Puasa Dalam Berjihad
Jihad itu adalah
mercusuar Islam. Pahalanya sangat besar dan kebajikannya melimpah, sehingga
ketika dipadukan dengan puasa dengan segala bentuk kepayahan di dalamnya, maka
pahalanyapun menjadi semakin berlimpah, karena Allah Swt. menjauhkan pelakunya
dari Neraka sejauh 70 tahun.
Selain itu, menjaga
perbatasan (ar-ribath) pun termasuk bagian dari jihad
fi sabilillah, sehingga berpuasa ketika menjaga perbatasan, sama seperti
berpuasa dalam jihad fi sabilillah.
Hadits-hadits berikut
menyebutkan keutamaan puasa dalam jihad:
1. Dari Abu Said al-Khudri ra., ia berkata:
“Aku mendengar Nabi
Saw. bersabda: “Barangsiapa yang berpuasa satu hari di jalan Allah, maka Allah
Swt. menjauhkan wajahnya dari api neraka sejauh 70 tahun.” (HR. Bukhari [2840],
Muslim, an-Nasai, Tirmidzi, Ibnu Majah dan Ahmad)
Ibnu Majah [1718],
an-Nasai, Tirmidzi, dan Ahmad meriwayatkan hadits ini juga dari jalur Abu
Hurairah.
Ibnu Abi Syaibah
[4/572] meriwayatkan hadits yang sama dari jalur Anas ra.
An-Nasai [2252]
meriwayatkan hadits ini dari jalur Uqbah bin Amir ra.
Sedangkan Thabrani
meriwayatkan hadits ini dalam kitab al-Mu'jam
al-Ausath [2194] dari jalur Jabir ra., dan di dalamnya ada Baqiyyah bin
al-Walid.
2. Dari Abu Darda ra., ia berkata: Rasulullah
Saw. bersabda:
“Barangsiapa yang
berpuasa satu hari di jalan Allah, maka Allah Swt. akan menjadikan antara
dirinya dengan Neraka satu parit dengan lebar sejauh langit dan bumi.” (HR.

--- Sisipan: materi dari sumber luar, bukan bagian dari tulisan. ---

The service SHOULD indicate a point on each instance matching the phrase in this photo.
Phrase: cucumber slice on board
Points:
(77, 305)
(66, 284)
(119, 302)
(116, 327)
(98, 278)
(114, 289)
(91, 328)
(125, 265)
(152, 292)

Thabrani dalam kitab al-Mu'jam as-Shagir
[449] dan al-Mu'jam al-Ausath, dengan
sanad yang dihasankan oleh al-Haitsami
dan al-Mundziri)
Tirmidzi [1674]
meriwayatkan hadits ini dari jalur Abu Umamah ra., dan ia berkata: ini adalah
hadits gharib.
Di sini perlu
diperhatikan, bahwa jika suatu hadits dikatakan sebagai hadits gharib, bukan berarti hadits tersebut adalah
hadits dhaif, sebagaimana disangkakan
oleh sebagian orang.
Hadits gharib itu adalah istilah hadits yang di
dalamnya tercakup hadits shahih, hasan
dan dhaif. Kadangkala dikatakan: shahih gharib,
atau hasan gharib, atau bisa juga dhaif gharib.
Hadits gharib itu adalah hadits yang diriwayatkan
seorang perawi secara menyendiri, dan perawi ini jika memiliki sifat adil dan dhabit serta tsiqah,
maka haditsnya berstatus shahih. Dan
jika perawinya jujur maka haditsnya berstatus hasan misalnya, dan jika
perawinya bercacat dalam keadilannya dan dituduh berdusta maka haditsnya
berstatus dhaif atau matruk. Begitu
seterusnya.
3. Dari Uqbah bin Amir ra., dari Rasulullah
Saw. beliau Saw. bersabda:
“Barangsiapa yang
berpuasa sehari di jalan Allah Swt., maka Allah Swt. akan menjauhkan Neraka
Jahanam dari dirinya sepanjang perjalanan 100 tahun.” (HR. an-Nasai [2254])
Diriwayatkan juga oleh
Abdurrazaq [9684], Thabrani dalam kitab al-Mu’jam
al-Kabir dan al-Mu’jam al-Ausath
dari jalur Amr bin Abasah ra.
Al-Haitsami berkata:
para perawinya adalah orang-orang yang dipandang tsiqah.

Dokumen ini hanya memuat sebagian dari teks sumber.